Dicpz on read Wenri W- JPNN
Pak Harto Anak Pak Karto (3)
Ketika Pak
Harto Ngelmu ke Mbah Dukun
DEMI adat Jawa--sebagaimana peradaban manusia lainnya--yang
menjunjung pengetahuan, Soeharto kecil mulai menimba ilmu. Tak hanya di
bangku sekolahan, Presiden RI kedua itu juga ngelmu pada
seorang dukun kenamaan.
Soeharto boleh masuk Ongko Loro setelah berhasil memegang telinga kiri
dengan tangan kanan melalui puncak kepala.
Delapan tahun umur lelaki kelahiran 8 Juni 1921 tersebut ketika itu. Ongko
Loro bahasa Jawa yang berarti dua huruf. Ini sekolah rendah buat anak kampung.
"Menurut gurunya, Sastrodiharjo," sebagaimana ditulis O.G. Roeder
dalam Soeharto--Dari Pradjurit Sampai Presiden, "sekalipun
Soeharto bukan anak yang terpintar dalam kelas, namun ia senang sekali membaca
dan berhitung."
Di Ongko Loro hanya lima macam yang dipelajari; membaca, menulis, berhitung,
menggambar dan menyanyi.
Mengaji Di Solo
Sekali waktu, Pak Karto yang datang membesuk anaknya.
"Ayah membawa seekor kambing untuk saya," ungkap Soeharto dalam
otobiografinya Ucapan, Pikiran dan Tindakan Saya.
Bukan main senang hatinya. "Ternak itu menjadi sahabat yang tak kunjung
saya lupakan," kenangnya.
Di waktu yang lain, ayahnya datang lagi. Kali ini, Soeharto dibawa pindah ke
Solo. Bukan karena ayah tirinya tak sayang padanya. Ayah tirinya terkadang
malah suka menggendoknya di pundak, mengajaknya bermain di sawah.
Di Solo, Soeharto dititip Pak Karto pada adik perempuannya. Soeharto
memanggil bibinya Bu Prawiro--sebab istrinya Pak Prawirowiardjo. Keluarga
Prawiro terbilang saleh. Maka, Soeharto pun mulai mengaji Al-Qur'an.
Guru sekolahnya, Djojosujitno menceritakan, Soeharto pernah berkelahi dengan
anak kepala polisi daerah itu. "Kedua anak itu dikerumuni
teman-temannya yang senang melihat adegan itu," kenang Djojosujitno,
sebagaimana diceritakan O.G. Roeder.
"Hanya satu kali itu saya pernah berkelahi," Soeharto
mengonfirmasi cerita itu dalam otobiografinya.
Mbah Dukun
Soeharto kian tumbuh dewasa.
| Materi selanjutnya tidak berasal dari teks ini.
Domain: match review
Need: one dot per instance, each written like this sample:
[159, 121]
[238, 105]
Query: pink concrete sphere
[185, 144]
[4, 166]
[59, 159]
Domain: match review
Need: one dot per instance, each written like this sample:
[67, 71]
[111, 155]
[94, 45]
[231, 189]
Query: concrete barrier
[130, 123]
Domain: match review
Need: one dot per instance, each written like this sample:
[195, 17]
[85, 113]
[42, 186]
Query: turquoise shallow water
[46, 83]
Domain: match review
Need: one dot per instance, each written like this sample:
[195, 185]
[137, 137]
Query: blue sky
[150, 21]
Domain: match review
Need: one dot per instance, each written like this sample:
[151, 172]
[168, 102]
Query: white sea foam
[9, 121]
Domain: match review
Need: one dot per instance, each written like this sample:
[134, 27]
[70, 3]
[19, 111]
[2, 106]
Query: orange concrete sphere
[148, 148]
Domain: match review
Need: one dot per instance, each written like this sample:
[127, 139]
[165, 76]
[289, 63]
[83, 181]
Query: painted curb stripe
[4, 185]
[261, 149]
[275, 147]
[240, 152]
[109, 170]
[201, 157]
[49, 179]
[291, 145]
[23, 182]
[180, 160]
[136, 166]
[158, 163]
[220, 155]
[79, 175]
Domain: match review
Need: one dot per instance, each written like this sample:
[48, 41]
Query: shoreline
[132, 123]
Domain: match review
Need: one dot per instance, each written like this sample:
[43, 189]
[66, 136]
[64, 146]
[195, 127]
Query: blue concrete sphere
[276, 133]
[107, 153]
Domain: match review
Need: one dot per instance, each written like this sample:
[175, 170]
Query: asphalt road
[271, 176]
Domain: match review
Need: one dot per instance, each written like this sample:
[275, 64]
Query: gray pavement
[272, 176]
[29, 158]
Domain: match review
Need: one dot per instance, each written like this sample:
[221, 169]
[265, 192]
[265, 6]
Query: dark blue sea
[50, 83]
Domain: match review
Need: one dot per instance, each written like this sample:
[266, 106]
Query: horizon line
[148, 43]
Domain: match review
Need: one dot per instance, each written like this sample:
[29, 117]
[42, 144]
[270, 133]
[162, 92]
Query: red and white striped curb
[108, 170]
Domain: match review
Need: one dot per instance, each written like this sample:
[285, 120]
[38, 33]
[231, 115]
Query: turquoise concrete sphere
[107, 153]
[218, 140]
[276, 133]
Umur 14 belas tahun dia disunat.
Setahun kemudian dia dijemput dan dipindahkan ayahnya ke Wonogiri. Dititip
ke Pak Hardjowijono, sekondan ayahnya yang pensiunan pegawai kereta api.
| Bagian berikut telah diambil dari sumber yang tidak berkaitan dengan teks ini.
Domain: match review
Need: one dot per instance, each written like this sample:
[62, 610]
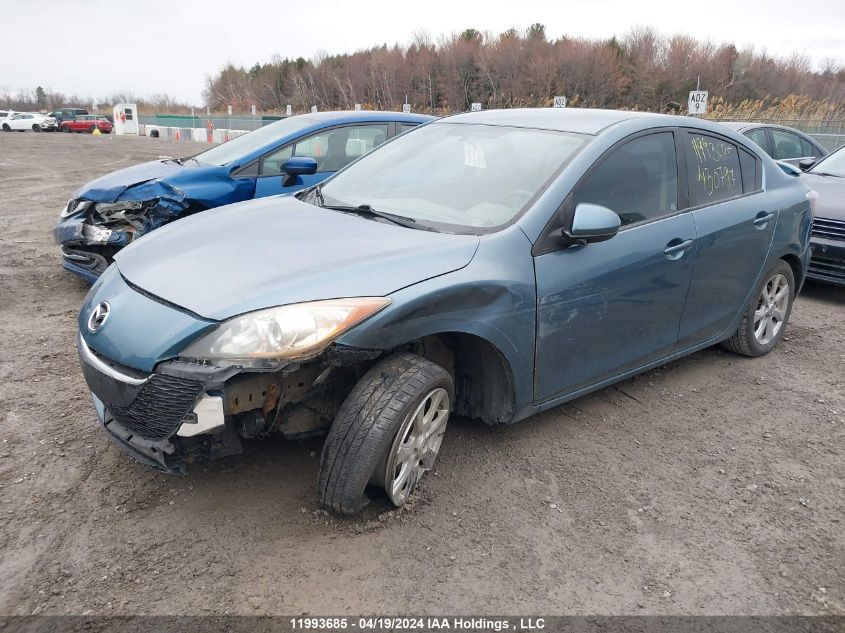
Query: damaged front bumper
[165, 419]
[189, 410]
[90, 237]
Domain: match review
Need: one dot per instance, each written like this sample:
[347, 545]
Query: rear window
[713, 169]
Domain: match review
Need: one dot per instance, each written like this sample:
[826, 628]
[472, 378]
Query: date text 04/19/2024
[417, 624]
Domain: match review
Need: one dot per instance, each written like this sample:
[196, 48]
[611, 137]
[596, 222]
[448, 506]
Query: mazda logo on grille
[98, 317]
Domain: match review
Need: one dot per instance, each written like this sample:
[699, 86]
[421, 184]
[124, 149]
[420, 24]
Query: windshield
[833, 165]
[468, 175]
[244, 145]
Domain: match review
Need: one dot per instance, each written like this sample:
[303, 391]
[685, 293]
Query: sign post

Pak Hardjo pengikut setia Kjai Darjatmo, seorang mubaligh dan dukun
kenamaan.
Soeharto muda sering mendengar perundingan antara guru dan murid itu.
Atas arahan Pak Hardjo, Soeharto ngelmu ke Mbah Dukun Kjai
Darjatmo.
Saban pagi, sebelum matahari terbit dia wajib membuatkan kopi untuk Mbah
Dukun.
Rumah Mbah Dukun, sebagaimana ditulis Roeder, banyak didatangi orang.
Urusannya mulai dari…
Sakit jang perlu pengobatan, perkawinan jang tidak mendatangkan anak,
soal-soal pertjintaan, pertjeraian, kesulitan-kesulitan dalam perdagangan,
urusan dengan pihak penguasa, keragu-raguan tentang keluarga jang djauh, rumah
jang kemasukan setan, dan apa sadja jang mungkin terdjadi dalam kehidupan
rakjat jang bersahadja di Djawa.
Seiring waktu, Soeharto mulai dipercaya Mbah Dukun jadi asistennya.
Dia bertugas menulis ramuan untuk "pasien".
"Secarik kertas atau daun bertuliskan ayat-ayat yang dikutip dari
Al-Qur'an. Tulisan ini biasanya direndam di dalam air bersih, kemudian diminum
oleh mereka yang memerlukan," papar Roeder, orang pertama yang meriset dan
menulis buku biografi Soeharto.
Tahun 1930-an segera berakhir. Masa-masa ngelmu juga
berakhir.
Seperti Samsul Bahri dalam roman Siti Nurbaya, Soeharto melamar
masuk Koninklijke Nederlands Indische Leger (KNIL)--tentara Hindia Belanda.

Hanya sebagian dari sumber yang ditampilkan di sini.